La obra fílmica de Alfred Hitchcock abarcó 51 años. Spielberg ya lleva 54 en el oficio. Empezó jovencísimo, dirigiendo episodios de Marcus Welby, la abuela de Urgencias, o Audacia es el juego, la primera serie americana que vimos (oímos, mejor) con doblaje hecho en España, un pequeño trauma para quienes llevábamos diez años devorando telefilmes con acento de América latina. Ya en ese precalentamiento profesional se detectaba el talento del realizador. Dos ecos precisamente de Hitchcock a modo de ejemplo. Uno, sin duda intencionado: el primerísimo y amenazador plano, en el episodio Murder by the Book (1971) de la serie Colombo, de la mano del asesino empuñando la botella con que matará a su víctima, ciento por ciento hitchcockiano. El otro, meramente casual, en tanto que rima con un Hitchcock futuro: en el capítulo Eyes (1969) de la serie Night Gallery, hay un plano bellísimo de la lágrima de una lámpara que cuelga del techo; la cámara retrocede unos centímetros, mientras Barry Sullivan pasa por debajo. Sí: la última imagen en la filmografía del mago del suspense sería (Family Plot ,1976) la de una lámpara de lágrimas, una de ellas el preciado diamante.

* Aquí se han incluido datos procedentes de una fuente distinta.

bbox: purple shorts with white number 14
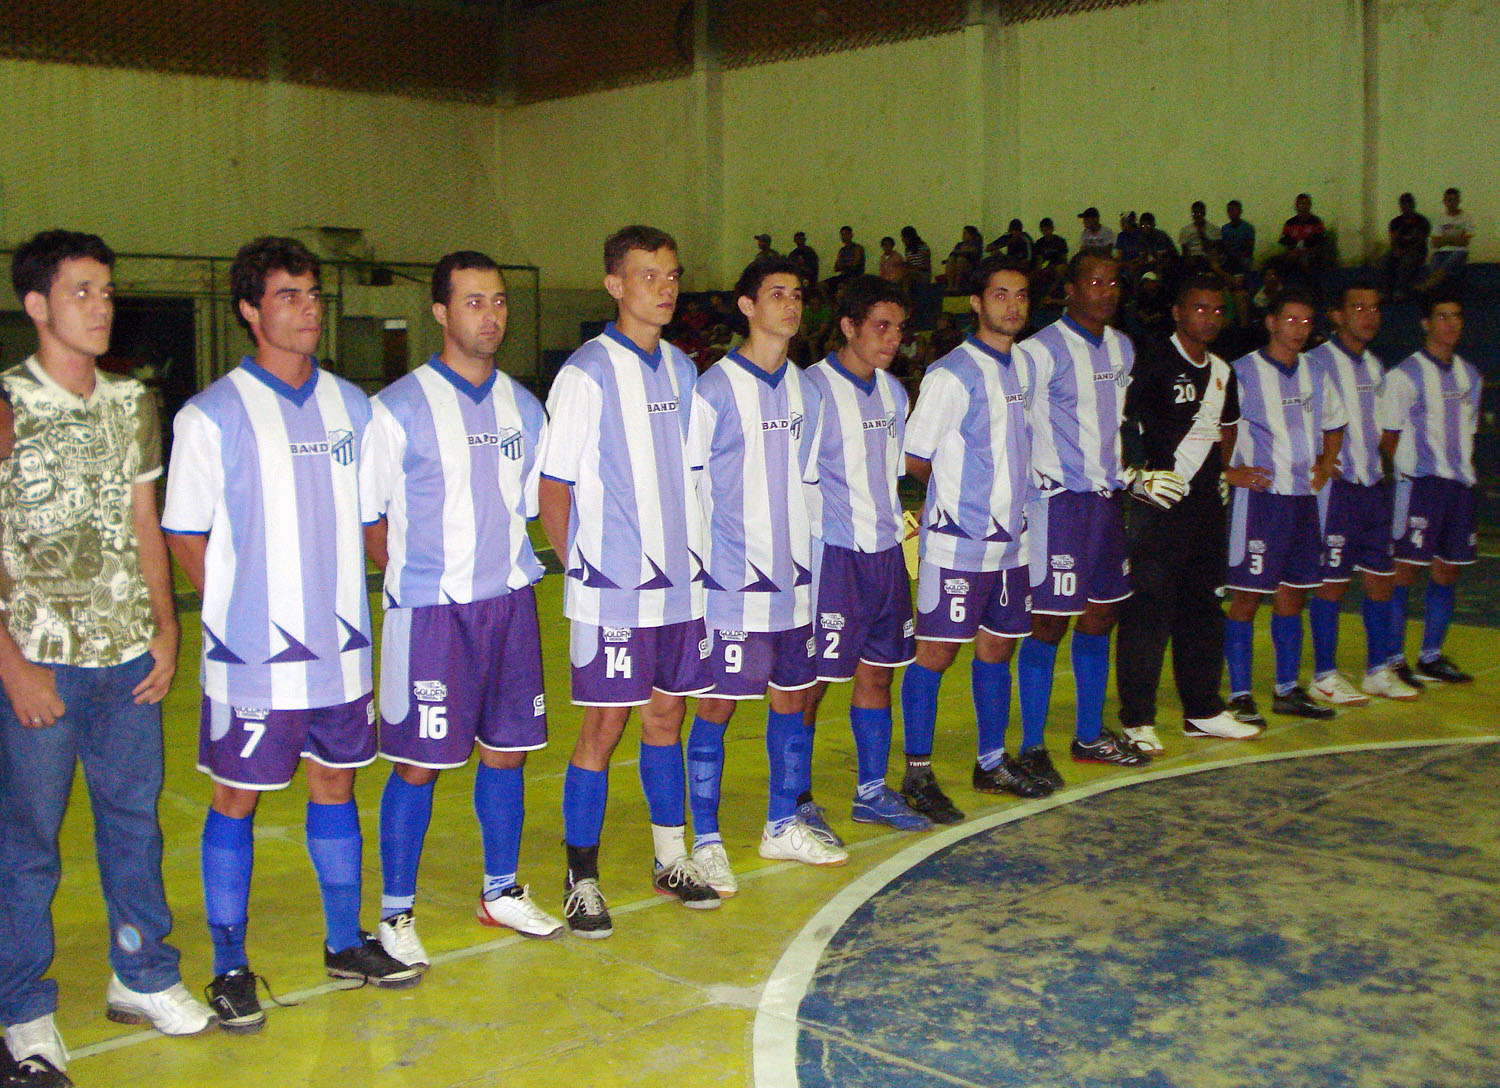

En pocos años, aquel televisivo veinteañero se convirtió en el rey (Midas, lo midas por donde lo midas) de Hollywood. Hoy, septuagenario, no parece para nada dispuesto a abdicar. Al contrario: Ready Player One, la película que Spielberg estrena esta semana tan sólo dos meses después de Los archivos del Pentágono, es una proeza inigualada. Viéndola, puedes oír al propio Spielberg lanzando un “¡apartaos, muchachos, que aquí estoy yo!” a la multitud de imberbes aprendices de brujo que tanto embrutecen las pantallas con sus supuestas octavas maravillas. “¿Nostalgia de los años ochenta?”, nos sopla al oído el cineasta: “Pues os vais a enterar: los ochenta fueron, son míos, y de nadie más… Y, ahora, disfrutad este ágape pantagruélico de imágenes ochenteras rabiosamente puestas al día”. Y, sí, Ready Player One es un macromegaespetáculo torrencial, abrumador, pero, ojo, no sólo rinde homenaje a la ahora añorada década Amblin, sino que abre el objetivo y traza un mapa, caudaloso y casi inabarcable, del sense of wonder a través de los tiempos, del King Kong de la Gran Depresión a ese futuro monopolizado por Oasis, la realidad virtual en la que quizás viviremos en un abrir y cerrar de ojos olvidando ya que los pájaros vestían plumas y las zanahorias se arrancaban del huerto. Esta GRAN AVENTURA PRODIGIOSA de Spielberg, que vendría a ser (mejoradísimo, por descontado) el Tron (1982) del siglo XXI, tiene, como otras veces, sus puntos débiles, sus fruslerías: demasiadas llaves que abren puertas mágicas, demasiado plano el perfil del mocoso protagonista (aunque muy spielbergiano: ausencia de padre, curiosidad y valentía…). Pero los puntos fuertes, que son casi todos, se comen a los débiles sin dejar espina: las carreras virtuales increíbles, la inesperada penetración en El resplandor (1980), etc. Una experiencia frenética y aturdidora fabricada con mano de santo, de hacedor de milagros. Con mano y voz de titán: “¡Aquí estoy yo, y a ver quién me tose!”. Nadie, maestro, absolutamente nadie.